Tensorflow

supportlevel:A
lastupdated:2018-07-21
maintainer:

Tensorflow is a commonly used Python package for deep learning.

Basic usage

First, check the tutorials up to and including GPU computing.

With tensorflow, you have to decide at install time if you want a version that runs on CPUs or GPUs. This means that we can’t install it for everyone and expect it to work everywhere - you have to load something different if you want it to run on login node/regular nodes (probably for testing) or GPU nodes. You probably want to use GPUs.

The basic way to use is via the Python in the anaconda3 module (or anaconda2) - but these modules have the GPU version installed, so you can’t run or test on the login node.

If you module spider anaconda3 (or 2), you can see several versions ending in -cpu or -gpu. These have respectively the CPU and GPU versions of tensorflow installed.

If you use GPUs, you need --constraint='kepler|pascal|volta' in order to select a GPU new enough to run tensorflow. (Note that as we get never cards, this will need further updating).

Example

Interactive:

[email protected]@login2:~$ module load anaconda3

[email protected]:~$ srun --pty --gres=gpu --constraint='kepler|pascal|volta' bash
srun: job 33637511 queued and waiting for resources
srun: job 33637511 has been allocated resources

[email protected]:~$ python
Python 3.6.6 |Anaconda custom (64-bit)| (default, Jun 28 2018,
17:14:51)
[GCC 7.2.0] on linux
Type "help", "copyright", "credits" or "license" for more information.
>>> import tensorflow
>>>

As a batch script (submit with sbatch):

#!/bin/bash -l
#SBATCH --gres=gpu
#SBATCH --constraint='kepler|pascal|volta'

module load anaconda3
python my_script.py

Example 2 (older)

Warning

You no longer need to manually install tensorflow, so the first part of this example is not relevant anymore.

This chapter gives a step-by-step guide how to run the tensorflow cifar10 example on 4 gpu’s. All commands below are typed on the login node, it is not necessary to ssh to a gpu node first.

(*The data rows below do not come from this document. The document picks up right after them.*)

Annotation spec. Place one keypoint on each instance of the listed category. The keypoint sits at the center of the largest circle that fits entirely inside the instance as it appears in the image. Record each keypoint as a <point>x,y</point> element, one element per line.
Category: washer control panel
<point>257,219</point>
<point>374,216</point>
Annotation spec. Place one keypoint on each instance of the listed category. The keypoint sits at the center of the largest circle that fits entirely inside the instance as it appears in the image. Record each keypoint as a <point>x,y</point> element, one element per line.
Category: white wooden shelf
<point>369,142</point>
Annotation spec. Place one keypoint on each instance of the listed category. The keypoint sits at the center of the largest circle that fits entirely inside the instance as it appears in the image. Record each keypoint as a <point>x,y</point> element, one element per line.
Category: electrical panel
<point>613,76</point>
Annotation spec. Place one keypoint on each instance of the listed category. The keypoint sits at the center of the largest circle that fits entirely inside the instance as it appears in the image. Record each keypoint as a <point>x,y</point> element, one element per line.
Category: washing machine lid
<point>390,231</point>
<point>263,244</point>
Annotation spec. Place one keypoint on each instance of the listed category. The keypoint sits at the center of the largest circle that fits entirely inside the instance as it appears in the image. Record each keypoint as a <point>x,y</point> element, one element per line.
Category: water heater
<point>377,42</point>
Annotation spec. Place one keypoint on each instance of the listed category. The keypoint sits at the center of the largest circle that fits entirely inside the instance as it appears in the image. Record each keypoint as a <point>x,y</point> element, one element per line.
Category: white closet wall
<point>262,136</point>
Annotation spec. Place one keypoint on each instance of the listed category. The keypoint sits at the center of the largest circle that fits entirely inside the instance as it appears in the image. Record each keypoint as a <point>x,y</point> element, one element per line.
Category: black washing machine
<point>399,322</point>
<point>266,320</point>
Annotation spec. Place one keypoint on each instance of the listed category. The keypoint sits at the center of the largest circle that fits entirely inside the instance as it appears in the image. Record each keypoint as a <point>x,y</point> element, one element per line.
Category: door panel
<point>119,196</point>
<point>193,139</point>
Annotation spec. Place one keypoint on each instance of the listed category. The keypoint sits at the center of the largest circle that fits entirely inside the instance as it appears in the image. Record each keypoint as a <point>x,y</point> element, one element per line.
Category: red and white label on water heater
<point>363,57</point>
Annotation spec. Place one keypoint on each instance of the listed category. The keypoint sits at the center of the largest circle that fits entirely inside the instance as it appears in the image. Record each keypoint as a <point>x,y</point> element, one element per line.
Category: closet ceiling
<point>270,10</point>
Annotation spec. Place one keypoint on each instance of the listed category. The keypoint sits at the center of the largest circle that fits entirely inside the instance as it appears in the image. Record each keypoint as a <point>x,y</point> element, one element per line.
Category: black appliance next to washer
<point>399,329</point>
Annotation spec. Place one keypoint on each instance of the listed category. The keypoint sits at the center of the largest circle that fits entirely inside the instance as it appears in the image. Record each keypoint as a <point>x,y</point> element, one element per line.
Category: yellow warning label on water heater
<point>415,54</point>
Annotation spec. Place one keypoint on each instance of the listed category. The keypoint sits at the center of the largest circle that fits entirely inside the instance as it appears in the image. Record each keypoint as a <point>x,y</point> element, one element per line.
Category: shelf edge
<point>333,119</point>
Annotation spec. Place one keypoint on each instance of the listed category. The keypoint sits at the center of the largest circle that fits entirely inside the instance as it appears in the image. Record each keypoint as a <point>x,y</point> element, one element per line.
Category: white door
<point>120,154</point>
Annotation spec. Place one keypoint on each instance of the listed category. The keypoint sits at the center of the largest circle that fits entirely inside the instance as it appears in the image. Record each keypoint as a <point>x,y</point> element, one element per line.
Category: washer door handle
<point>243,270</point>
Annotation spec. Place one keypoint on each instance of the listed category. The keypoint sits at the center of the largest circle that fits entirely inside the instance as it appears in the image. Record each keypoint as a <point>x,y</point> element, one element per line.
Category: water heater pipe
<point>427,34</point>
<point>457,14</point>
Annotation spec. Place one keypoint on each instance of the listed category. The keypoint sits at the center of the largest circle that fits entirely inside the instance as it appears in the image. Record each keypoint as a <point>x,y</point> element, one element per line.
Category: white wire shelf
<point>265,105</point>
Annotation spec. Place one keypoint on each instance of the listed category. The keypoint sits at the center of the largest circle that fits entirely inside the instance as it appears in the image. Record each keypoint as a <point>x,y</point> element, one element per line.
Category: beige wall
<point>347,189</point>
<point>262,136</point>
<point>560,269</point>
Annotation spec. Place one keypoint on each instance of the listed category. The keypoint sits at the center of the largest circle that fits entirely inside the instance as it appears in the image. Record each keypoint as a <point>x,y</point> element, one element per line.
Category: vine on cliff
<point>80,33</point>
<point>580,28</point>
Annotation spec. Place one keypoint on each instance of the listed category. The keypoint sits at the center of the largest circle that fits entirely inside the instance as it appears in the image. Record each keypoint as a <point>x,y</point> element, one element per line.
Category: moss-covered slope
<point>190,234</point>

First load anaconda (python), CUDA and cudnn

$ module load anaconda2 CUDA/7.5.18 cudnn/4

After that create a conda environment to install tensorflow in:

$ conda create -n tensorflow python=2.7

$ source activate tensorflow
$ pip install --ignore-installed --upgrade https://storage.googleapis.com/tensorflow/linux/gpu/tensorflow-0.8.0-cp27-none-linux_x86_64.whl
$ pip install --upgrade https://storage.googleapis.com/tensorflow/linux/gpu/tensorflow-0.8.0-cp27-none-linux_x86_64.whl

For some (unclear) reason you have to run the pip command twice, first with --ignore-installed and second time without to make the conda environment work.

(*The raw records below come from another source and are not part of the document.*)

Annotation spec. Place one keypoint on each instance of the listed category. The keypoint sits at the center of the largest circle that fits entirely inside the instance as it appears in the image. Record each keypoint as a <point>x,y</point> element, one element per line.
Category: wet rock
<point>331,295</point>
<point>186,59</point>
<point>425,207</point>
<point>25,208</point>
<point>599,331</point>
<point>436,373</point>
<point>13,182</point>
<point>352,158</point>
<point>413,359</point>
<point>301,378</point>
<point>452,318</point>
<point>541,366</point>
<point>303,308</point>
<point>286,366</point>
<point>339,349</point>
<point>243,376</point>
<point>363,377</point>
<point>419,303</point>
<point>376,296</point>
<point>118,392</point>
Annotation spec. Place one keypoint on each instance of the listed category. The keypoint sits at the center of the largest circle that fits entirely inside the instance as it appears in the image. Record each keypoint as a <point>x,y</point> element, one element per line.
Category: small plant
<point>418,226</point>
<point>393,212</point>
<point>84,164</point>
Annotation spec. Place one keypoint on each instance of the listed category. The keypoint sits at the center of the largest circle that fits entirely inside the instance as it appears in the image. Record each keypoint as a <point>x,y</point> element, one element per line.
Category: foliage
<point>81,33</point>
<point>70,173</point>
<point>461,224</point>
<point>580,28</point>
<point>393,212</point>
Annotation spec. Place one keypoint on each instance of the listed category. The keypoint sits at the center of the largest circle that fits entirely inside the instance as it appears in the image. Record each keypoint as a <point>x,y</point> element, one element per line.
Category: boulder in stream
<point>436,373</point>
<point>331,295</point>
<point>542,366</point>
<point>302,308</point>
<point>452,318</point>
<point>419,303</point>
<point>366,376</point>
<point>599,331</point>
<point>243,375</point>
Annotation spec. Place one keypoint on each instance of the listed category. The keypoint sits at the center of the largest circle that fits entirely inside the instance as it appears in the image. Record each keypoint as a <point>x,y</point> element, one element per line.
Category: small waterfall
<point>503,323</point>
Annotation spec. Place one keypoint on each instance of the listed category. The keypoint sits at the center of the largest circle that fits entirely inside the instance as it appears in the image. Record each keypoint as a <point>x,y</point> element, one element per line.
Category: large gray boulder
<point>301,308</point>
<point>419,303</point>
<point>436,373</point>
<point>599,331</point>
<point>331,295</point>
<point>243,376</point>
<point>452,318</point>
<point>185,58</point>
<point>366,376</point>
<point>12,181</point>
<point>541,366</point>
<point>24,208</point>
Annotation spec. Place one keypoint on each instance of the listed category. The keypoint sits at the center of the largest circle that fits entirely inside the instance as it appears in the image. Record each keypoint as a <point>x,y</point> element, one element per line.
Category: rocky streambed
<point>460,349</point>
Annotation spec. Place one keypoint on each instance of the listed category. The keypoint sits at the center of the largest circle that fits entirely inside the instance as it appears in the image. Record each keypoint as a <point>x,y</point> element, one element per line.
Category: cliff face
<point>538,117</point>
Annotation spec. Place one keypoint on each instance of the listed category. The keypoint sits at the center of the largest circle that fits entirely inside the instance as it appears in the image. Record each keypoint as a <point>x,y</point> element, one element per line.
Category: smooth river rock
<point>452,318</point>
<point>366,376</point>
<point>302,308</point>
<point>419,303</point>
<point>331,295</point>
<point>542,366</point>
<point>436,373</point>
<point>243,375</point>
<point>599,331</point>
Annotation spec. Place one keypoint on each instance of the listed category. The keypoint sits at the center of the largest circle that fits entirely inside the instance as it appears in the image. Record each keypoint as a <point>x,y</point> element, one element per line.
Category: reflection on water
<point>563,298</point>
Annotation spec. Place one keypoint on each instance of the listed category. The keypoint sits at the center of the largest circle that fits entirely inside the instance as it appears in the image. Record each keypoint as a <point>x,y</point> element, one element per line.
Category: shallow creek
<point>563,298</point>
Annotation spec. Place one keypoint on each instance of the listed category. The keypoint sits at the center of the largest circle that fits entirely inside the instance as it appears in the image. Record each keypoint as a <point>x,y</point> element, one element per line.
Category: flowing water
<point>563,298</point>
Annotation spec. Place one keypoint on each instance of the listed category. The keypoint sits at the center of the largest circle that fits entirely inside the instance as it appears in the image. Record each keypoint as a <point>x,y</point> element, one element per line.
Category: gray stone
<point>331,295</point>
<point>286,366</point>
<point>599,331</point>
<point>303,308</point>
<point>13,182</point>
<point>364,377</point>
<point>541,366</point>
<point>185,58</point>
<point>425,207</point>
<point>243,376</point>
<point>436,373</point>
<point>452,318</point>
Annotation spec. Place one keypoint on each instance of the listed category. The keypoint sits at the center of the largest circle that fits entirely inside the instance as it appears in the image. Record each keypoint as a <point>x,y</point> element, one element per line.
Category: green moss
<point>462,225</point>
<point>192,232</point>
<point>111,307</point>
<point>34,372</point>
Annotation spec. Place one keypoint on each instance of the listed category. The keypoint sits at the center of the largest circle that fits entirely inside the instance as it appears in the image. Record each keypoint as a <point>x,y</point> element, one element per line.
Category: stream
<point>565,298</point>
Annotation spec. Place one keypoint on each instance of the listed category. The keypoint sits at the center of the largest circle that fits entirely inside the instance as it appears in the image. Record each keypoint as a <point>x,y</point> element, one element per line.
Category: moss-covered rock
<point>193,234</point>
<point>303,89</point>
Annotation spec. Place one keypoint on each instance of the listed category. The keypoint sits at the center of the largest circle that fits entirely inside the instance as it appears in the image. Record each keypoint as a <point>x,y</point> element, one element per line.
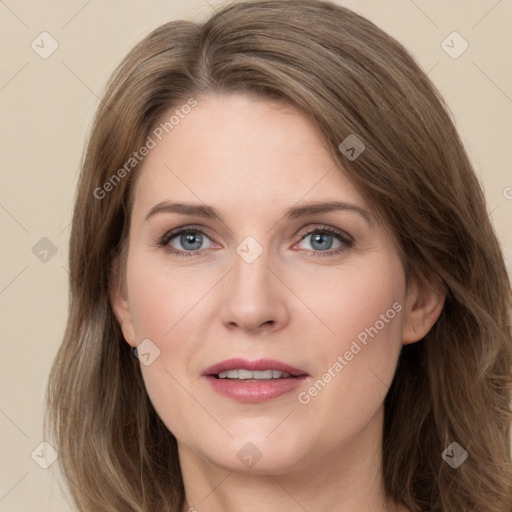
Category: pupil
<point>319,238</point>
<point>191,238</point>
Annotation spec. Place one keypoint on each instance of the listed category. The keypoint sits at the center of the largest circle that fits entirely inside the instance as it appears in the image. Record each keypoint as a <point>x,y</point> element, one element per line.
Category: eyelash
<point>347,241</point>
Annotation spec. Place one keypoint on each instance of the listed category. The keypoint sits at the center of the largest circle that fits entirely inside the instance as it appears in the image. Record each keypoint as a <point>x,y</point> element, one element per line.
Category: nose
<point>254,298</point>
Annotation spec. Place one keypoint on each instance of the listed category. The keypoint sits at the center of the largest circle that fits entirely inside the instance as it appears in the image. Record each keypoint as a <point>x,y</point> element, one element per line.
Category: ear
<point>423,305</point>
<point>121,306</point>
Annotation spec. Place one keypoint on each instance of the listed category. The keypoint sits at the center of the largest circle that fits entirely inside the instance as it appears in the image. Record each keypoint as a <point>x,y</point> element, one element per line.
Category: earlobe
<point>423,306</point>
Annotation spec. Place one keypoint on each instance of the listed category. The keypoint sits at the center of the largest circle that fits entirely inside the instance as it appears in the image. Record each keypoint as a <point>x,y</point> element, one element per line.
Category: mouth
<point>254,381</point>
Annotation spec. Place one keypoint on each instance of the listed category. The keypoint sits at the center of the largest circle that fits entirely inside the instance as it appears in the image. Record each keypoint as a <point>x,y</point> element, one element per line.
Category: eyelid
<point>344,238</point>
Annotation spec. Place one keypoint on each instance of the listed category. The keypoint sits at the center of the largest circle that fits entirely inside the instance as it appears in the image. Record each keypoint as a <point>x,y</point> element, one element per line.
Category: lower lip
<point>254,391</point>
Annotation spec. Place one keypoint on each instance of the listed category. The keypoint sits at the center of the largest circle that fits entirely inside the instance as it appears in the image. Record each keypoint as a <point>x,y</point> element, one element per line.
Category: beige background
<point>47,107</point>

Now we can create a batch script (submit_cifar.sh) that runs this code on 4 gpus

#!/bin/bash

#Request 4 gpus
#SBATCH --gres=gpu:4 --constraint='kepler|pascal|volta'
#SBATCH --mem-per-cpu 10G
#SBATCH -t 4:00:00

module load anaconda2 CUDA/7.5.18 cudnn/4
source activate tensorflow

python -m tensorflow.models.image.cifar10.cifar10_multi_gpu_train --num-gpus 4

You can submit this job with

$ sbatch submit_cifar.sh

and you’ll be able to find the results in the slurm log file.